Salaries should increase by 20% for longtime workers over the next 3 years.
Full-time workers will also receive a $10,000 bonus.
5% of Unifor members voted in favour of this deal.
After a short strike that lasted about 12 hours last week, Unifor and General Motors Canada have signed a new deal that promises better pay for auto workers in Canada.
This was the first time GM workers governed by Unifor in Canada walked out since 1996, but it wasn’t an isolated incident.
Indeed, these agreements are part of an industry-wide wave of union contract negotiations which particularly affect the big 3 American automakers.
In fact, the three-year GM deal is very similar to one that was signed between the union and Ford Motor Company of Canada just last month.
In GM’s case, this means that longtime workers will see their pay increase by 20% over the duration of the contract. In addition, full-time workers will receive a bonus of $10,000, and the wage progression grid will be compressed to allow workers to move faster up the ranks.

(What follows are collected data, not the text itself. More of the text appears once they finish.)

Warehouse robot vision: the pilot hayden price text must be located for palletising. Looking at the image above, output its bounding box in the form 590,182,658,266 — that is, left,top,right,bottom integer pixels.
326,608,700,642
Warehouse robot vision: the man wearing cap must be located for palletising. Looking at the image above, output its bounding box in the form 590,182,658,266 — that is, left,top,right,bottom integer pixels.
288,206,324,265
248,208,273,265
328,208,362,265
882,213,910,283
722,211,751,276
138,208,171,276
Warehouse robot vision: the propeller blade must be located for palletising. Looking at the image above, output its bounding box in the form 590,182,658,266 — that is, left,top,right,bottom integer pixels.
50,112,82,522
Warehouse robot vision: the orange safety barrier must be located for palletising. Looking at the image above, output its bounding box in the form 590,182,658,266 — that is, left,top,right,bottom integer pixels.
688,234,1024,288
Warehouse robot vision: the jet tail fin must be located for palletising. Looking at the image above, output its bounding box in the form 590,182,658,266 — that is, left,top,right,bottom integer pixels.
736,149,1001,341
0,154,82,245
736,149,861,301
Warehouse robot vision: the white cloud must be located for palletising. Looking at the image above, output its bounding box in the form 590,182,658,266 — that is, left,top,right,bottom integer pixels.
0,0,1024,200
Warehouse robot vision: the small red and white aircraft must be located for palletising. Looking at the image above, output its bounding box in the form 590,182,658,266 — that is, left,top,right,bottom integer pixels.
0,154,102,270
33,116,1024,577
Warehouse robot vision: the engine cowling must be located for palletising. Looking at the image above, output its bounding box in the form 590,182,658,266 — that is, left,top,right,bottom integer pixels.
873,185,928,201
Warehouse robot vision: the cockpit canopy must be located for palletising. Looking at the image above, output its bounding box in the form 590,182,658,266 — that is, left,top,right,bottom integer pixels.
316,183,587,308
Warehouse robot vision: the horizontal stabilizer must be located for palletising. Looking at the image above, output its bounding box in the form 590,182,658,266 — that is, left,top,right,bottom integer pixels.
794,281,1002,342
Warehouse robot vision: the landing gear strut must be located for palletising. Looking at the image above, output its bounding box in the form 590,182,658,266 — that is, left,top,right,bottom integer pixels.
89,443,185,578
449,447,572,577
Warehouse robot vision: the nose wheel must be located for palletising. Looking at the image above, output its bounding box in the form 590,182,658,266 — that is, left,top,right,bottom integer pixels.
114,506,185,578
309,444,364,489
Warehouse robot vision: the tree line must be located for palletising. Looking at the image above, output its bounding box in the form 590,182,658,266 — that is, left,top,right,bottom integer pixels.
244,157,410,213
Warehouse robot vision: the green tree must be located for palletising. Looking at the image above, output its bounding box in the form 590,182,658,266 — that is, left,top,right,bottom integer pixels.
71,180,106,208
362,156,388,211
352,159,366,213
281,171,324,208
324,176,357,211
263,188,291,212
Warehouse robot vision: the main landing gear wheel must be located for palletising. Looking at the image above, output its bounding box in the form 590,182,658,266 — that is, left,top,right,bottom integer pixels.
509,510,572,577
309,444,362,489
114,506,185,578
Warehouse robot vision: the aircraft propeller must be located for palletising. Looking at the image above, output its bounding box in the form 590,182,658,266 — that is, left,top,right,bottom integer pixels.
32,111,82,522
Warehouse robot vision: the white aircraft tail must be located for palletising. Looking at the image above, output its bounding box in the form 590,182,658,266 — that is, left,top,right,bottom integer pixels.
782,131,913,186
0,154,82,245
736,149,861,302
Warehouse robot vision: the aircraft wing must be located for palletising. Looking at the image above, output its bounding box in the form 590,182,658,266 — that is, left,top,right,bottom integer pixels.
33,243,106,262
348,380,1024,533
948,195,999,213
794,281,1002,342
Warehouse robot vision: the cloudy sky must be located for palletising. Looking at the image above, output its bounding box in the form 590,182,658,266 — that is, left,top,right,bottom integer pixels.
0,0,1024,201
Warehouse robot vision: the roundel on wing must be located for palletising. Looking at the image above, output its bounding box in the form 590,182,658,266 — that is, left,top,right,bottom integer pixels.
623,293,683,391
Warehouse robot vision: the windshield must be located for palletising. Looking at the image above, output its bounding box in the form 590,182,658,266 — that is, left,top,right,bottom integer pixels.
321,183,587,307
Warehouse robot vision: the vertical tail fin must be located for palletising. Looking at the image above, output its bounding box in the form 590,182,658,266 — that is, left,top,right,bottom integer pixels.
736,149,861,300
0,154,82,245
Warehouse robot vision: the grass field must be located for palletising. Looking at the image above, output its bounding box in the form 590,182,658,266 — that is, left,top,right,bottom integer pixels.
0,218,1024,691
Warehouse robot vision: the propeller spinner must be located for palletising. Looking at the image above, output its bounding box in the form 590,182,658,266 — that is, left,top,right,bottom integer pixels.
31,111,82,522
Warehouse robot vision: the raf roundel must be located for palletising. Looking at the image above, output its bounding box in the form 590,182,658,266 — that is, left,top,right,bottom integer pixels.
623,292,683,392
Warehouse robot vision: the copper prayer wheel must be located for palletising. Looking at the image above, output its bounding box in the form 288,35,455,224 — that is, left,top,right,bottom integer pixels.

This deal will impact about 4,300 workers divided into multiple units, such as the Oshawa Assembly Plant, the St-Catharines Propulsion Plant, and the Woodstock Parts Distribution Center, the three facilities that were involved in the strike.
Both Unifor representatives and GM Canada spokespersons have made positive statements about the deal, calling it “significant news” and “life-changing improvements” for workers, 80.5% of whom voted for it.
Since deals have been signed with both Ford and GM, Unifor will now be turning its sights to the Canadian arm of Stellantis, the former Fiat-Chrysler Automobiles Canada.
Interestingly, despite Stellantis being the smallest of the “Big 3” American automakers, it has the largest manufacturing and logistics presence in Canada, with 8,200 hourly workers employed in nine unionized facilities. In addition, the upcoming Windsor battery plant is likely to be governed by Unifor as well.
Since both the Ford and GM deals are so similar, the future Stellantis agreement is likely to follow the same mould.